Aquarium Water Change Calculator
Take the guesswork out of maintenance day. Set your tank volume and either a change percentage or the amount you want left in the tank, and this tells you exactly how much to drain and refill — plus how much dechlorinator the new water needs.
Use the true filled volume, not the rated tank size.
Products differ widely — match this to your conditioner's label. Set to 0 to skip.
Formula & how it works
By percentage, the amount to drain and refill is volume × percentage, and what stays behind is the rest. Set instead by a target remaining volume and the change becomes volume − remaining, with the percentage worked out for you.
Dechlorinator is dosed on the new water only: (refill ÷ 10) × dose per 10 gallons. Liters use gallons × 3.785.
Worked example
On a 40 gallon tank, a 25% change means draining and refilling 10 gallons (about 38 liters), leaving 30 gallons in the tank. At a dose of 5 mL per 10 gallons, the 10 gallons of new water needs 5 mL of conditioner.
Getting water changes right
Percentage versus target volume
Most people think in percentages — a routine 20% or 25% weekly change. But sometimes you know the level you want to reach instead, such as draining to expose the substrate for cleaning. Switching the calculator to a target remaining volume handles that case and still tells you the effective percentage.

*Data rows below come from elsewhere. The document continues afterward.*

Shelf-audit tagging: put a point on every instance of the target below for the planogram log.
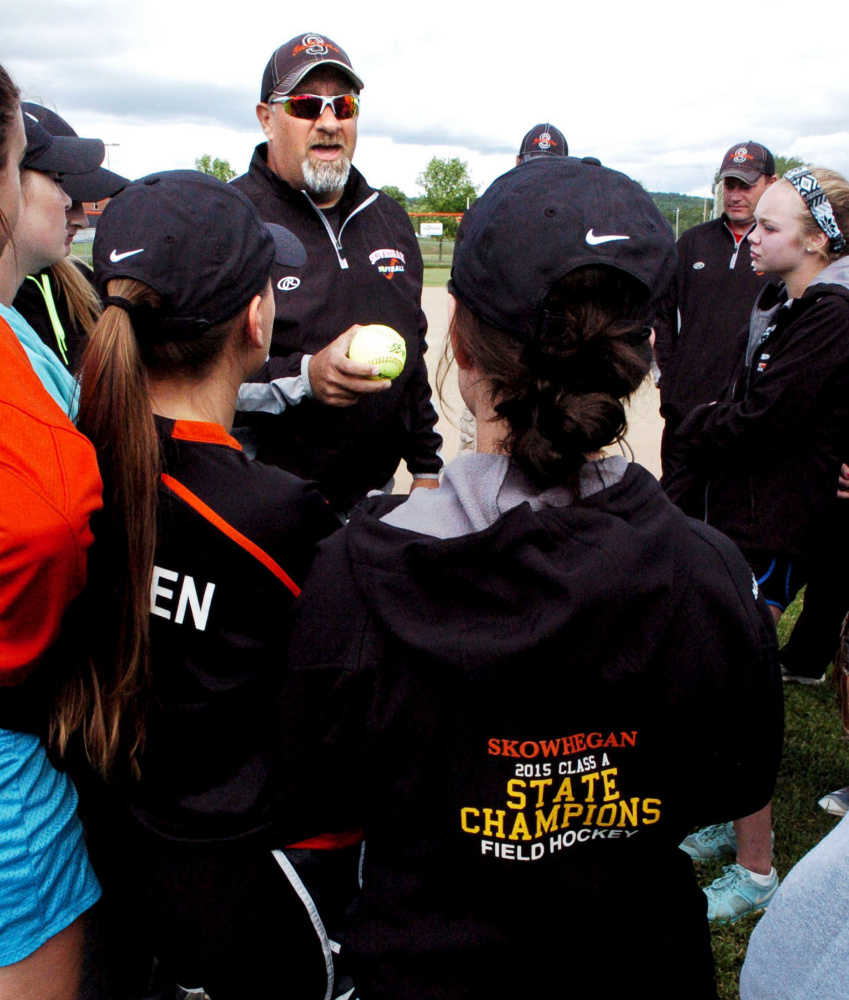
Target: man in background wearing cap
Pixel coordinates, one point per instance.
(542, 140)
(347, 430)
(59, 302)
(701, 323)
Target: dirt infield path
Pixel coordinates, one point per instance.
(644, 423)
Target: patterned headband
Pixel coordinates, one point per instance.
(819, 206)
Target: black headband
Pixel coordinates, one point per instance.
(818, 204)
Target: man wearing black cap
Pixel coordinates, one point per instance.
(341, 426)
(700, 327)
(542, 140)
(59, 301)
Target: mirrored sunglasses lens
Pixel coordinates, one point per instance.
(346, 106)
(303, 106)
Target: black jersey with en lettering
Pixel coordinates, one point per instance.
(235, 539)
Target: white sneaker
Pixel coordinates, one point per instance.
(836, 803)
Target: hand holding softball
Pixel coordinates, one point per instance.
(337, 380)
(381, 347)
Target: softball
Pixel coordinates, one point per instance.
(379, 346)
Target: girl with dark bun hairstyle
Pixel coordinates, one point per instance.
(200, 553)
(49, 487)
(528, 677)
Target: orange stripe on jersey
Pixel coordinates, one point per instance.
(330, 841)
(215, 519)
(206, 433)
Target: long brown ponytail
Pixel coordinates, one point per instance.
(107, 699)
(108, 704)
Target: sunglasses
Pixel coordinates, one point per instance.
(311, 106)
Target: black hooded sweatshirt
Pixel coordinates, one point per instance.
(526, 720)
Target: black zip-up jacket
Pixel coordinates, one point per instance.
(234, 541)
(714, 290)
(526, 720)
(370, 273)
(763, 465)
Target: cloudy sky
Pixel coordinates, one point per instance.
(658, 89)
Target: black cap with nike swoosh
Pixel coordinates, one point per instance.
(546, 218)
(196, 241)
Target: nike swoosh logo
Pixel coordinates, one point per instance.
(115, 256)
(594, 240)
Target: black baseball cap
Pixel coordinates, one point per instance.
(291, 62)
(544, 140)
(196, 241)
(59, 154)
(747, 161)
(94, 185)
(539, 222)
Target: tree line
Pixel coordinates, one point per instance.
(448, 187)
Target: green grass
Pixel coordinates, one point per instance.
(436, 277)
(814, 762)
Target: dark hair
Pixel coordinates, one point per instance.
(108, 699)
(561, 392)
(10, 100)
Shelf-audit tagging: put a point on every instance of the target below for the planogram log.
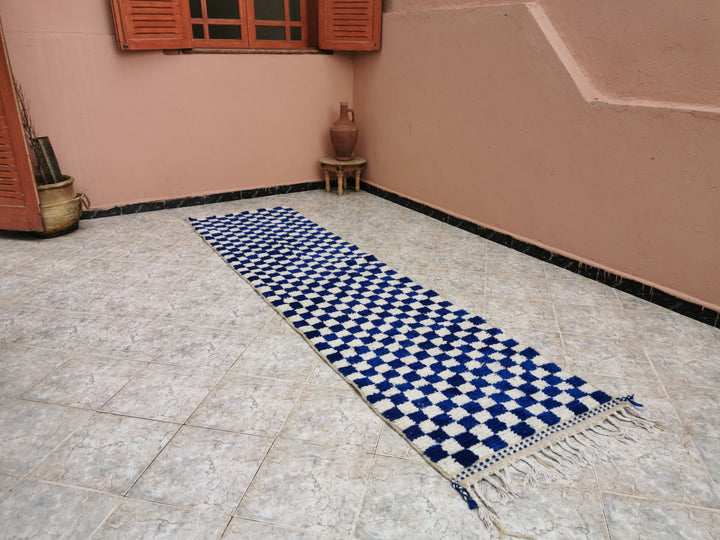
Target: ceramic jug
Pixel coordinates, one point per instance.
(344, 133)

Treat the new water, not the tank
Chlorine and chloramine come in with the fresh tap water, so dechlorinator is dosed for the volume you are adding back, not the whole tank. Because conditioners vary so much in strength, the dose here is a starting default — always cross-check your bottle, especially with concentrated products where a little goes a long way.
Steady beats dramatic
Frequent modest changes keep parameters stable, which fish prefer to big swings. If nitrates or other readings are high, it is usually gentler to do a couple of moderate changes over a few days than one very large one, and matching the refill temperature avoids shocking the tank.